I’m sorry, but I still don’t care about Eric Cantor.
I know I’m supposed to. I know that the House majority leader’s defeat in a primary election is a politically seismic event—something, in fact, that had not happened in the 115 years that the position of “House majority leader” has existed. I know that it supposedly demonstrates the continued pull of the Tea Party in American public life. And I know that, as a consequence, this alters the entire narrative of the 2014 midterms.
All three of these assertions may be true, and Cantor’s loss may well come to embody the final death twitches of the Republican Party establishment. In the fullness of time, we might be able to quantify these assumptions in one direction or another.
Until that happens, however, I reserve the right to remain agnostic and slightly indifferent about what the electoral demise of Eric Cantor portends for the future of the republic, and I recommend the same for everyone else.
I say this not merely out of annoyance and exhaustion with the political-media-industrial complex—although I most certainly do. I would be very happy, indeed, if all TV and Internet coverage of the 2014 races were to be unceremoniously sucked into a black hole until, say, the day before the polls open in November.
As well, it is possible that I have become so conditioned to expect our political system to descend ever-further into lunacy and chaos that whenever it happens, I simply forget to be surprised.
Whatever the secondary considerations, my skepticism toward the significance of the anti-Cantor vote is finally reducible to one figure: 14 percent. That was the number of eligible voters in Virginia’s 7th congressional district who actually turned out last Tuesday. (Virginia allows registrants of any party to vote in primaries.) So when we speak of the people who tossed out a House majority leader in a primary for the first time in history, we are talking about one-seventh of those who had the opportunity to register an opinion. In other words: Practically no one.
By no means is this to suggest the election was illegitimate or anomalous. To the contrary, just about every non-presidential election year features pathetic turnout in every pocket of the country—doubly so in party primaries—meaning that all such showdowns are subject to small sample sizes and are therefore poor (or at least unreliable) representations of what the broader American public actually thinks.

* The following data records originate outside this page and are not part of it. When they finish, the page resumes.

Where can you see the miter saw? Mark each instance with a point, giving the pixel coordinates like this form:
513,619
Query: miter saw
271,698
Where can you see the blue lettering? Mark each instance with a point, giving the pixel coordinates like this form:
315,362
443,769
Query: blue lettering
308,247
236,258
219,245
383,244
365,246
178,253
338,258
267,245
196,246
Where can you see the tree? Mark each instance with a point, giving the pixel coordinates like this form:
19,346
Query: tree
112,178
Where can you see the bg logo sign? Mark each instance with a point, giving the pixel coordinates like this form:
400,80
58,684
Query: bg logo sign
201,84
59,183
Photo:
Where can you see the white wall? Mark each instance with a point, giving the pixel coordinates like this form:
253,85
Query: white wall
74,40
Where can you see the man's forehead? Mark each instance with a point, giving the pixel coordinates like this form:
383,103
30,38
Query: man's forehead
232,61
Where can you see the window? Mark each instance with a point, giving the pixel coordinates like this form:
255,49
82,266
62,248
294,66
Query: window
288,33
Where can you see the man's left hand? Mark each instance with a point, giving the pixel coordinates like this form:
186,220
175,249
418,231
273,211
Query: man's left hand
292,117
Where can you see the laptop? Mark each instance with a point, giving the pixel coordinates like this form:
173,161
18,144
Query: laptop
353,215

As such, primary votes, like off-year elections in general, are largely determined by the political factions with the most passion, rather than the most people. The continued success of the Tea Party, such as it is, comes not from its size, per se, but from the fact that its members make a concerted effort to actually get off the couch and vote, particularly in elections (such as Cantor’s) in which hardly anyone else bothers to do so.
That, in so many words, is my point. Statistically speaking, House primary votes are inherently volatile. They are liable to change on a dime for seemingly no reason at all and can be rationalized in any number of ways, most of them laughably wrongheaded.
As such, it is foolhardy to draw any grand, nation-spanning conclusions from the results of any one race. Heck, if last week’s opinion polls in Virginia are any indication (Cantor had been miles ahead in all of them), you’d be pushing your luck trying to derive any such meaning about the district in which the vote occurred. Sometimes, there is less than meets the eye.
In this case, all we know for sure is that 55 percent of one-seventh of the eligible voters in Virginia’s 7th district decided that the man representing them in Congress did not deserve another term. We are free to infer any of a million theories as to why this occurred and what it means, but everything must begin with the basic fact that this big story was created by an incredibly small pool of citizens, thereby increasing the possibility that there is no story at all.
And if we absolutely insist on buggering on about this “historic” result, let us reflect on how pitiful it makes us voters look.
After all, in a Congress with an approval rating of 16 percent and in which only 7 percent of Americans profess a “great deal” or “quite a lot” of confidence, why should it come as a shock when any incumbent, no matter how high-ranking, finds himself suddenly out of a job? Shouldn’t this be the rule, rather than the exception?
While it is historically true that being a sitting congressperson carries an enormously high level of job security from one election to the next—a fact that, by rights, shouldn’t make any sense at all—perhaps the final lesson in the fall of Eric Cantor is that this tendency is finally starting to change, and that our elected representatives can no longer take their posts and their constituents for granted.
It’s a long shot, perhaps. But then again, so was David Brat.